L’Illusion de l’Eldorado
Le projet Simandou est régulièrement présenté par les autorités de transition comme « le pont vers la prospérité » de la Guinée. Il est vrai que ce gisement, l’une des plus grandes réserves inexploitées de minerai de fer de haute teneur au monde, pourrait générer des recettes fiscales colossales et financer le développement d’infrastructures. La Vision Simandou 2040 vend l’image d’un État-ressource modernisé et industrialisé.
Mais pour que ce rêve devienne une réalité inclusive, nous devons cesser d’ignorer la face sombre de ce mégaprojet d’extraction, de chemin de fer transguinéen et de port en eau profonde.
Le véritable dilemme guinéen se joue dans les plaines et les forêts : l’intérêt national proclamé justifie-t-il les sacrifices infligés aux populations riveraines ?
Les cinq menaces du développement forcé
La mise en œuvre accélérée du projet Simandou, malgré les promesses des consortiums internationaux de respecter les normes socio-environnementales, engendre des risques majeurs qui sont déjà des réalités pour les communautés locales :
- L’Accaparement foncier et la perte de moyens de subsistance :La construction du corridor ferroviaire de plus de 600 km et des sites miniers nécessite d’énormes expropriations. Les agriculteurs et les éleveurs sont privés de leurs terres et de leurs zones de pâturage. La compensation est souvent jugée insuffisante ou inappropriée, menaçant directement la sécurité alimentaire et poussant les populations à la précarité.

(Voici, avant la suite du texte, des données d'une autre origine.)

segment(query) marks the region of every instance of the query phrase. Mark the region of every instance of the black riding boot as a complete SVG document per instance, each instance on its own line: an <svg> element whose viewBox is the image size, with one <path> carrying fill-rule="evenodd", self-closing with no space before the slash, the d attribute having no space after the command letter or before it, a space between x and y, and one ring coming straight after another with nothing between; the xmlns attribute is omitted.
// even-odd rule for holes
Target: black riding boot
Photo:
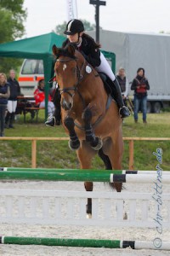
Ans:
<svg viewBox="0 0 170 256"><path fill-rule="evenodd" d="M14 126L13 125L14 121L14 114L15 114L14 112L11 113L10 114L8 128L14 128Z"/></svg>
<svg viewBox="0 0 170 256"><path fill-rule="evenodd" d="M10 118L10 113L8 111L7 114L6 114L6 117L5 117L5 125L4 125L5 128L8 128L9 118Z"/></svg>
<svg viewBox="0 0 170 256"><path fill-rule="evenodd" d="M128 117L130 115L130 112L128 108L124 105L119 82L116 79L112 83L114 85L111 86L111 96L116 100L117 103L117 106L119 108L119 114L122 119Z"/></svg>

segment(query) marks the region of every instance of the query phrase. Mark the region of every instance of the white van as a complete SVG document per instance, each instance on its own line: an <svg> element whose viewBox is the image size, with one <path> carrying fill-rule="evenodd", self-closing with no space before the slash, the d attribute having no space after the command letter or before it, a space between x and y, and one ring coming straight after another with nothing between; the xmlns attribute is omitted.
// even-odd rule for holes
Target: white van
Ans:
<svg viewBox="0 0 170 256"><path fill-rule="evenodd" d="M21 93L26 96L33 96L40 79L44 79L43 61L42 60L24 60L18 79Z"/></svg>

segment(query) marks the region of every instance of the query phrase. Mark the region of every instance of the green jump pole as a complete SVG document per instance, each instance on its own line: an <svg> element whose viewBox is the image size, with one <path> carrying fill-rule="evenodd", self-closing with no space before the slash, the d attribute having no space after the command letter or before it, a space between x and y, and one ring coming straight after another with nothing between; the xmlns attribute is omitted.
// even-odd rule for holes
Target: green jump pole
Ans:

- La Catastrophe écologique silencieuse :le projet menace des écosystèmes critiques, notamment les habitats des chimpanzés et d’autres espèces menacées. La déforestation pour le tracé du chemin de fer et la pollution des cours d’eau par les résidus miniers et les huiles usées sont des préoccupations majeures. Détruire l’environnement au nom du développement est un héritage empoisonné.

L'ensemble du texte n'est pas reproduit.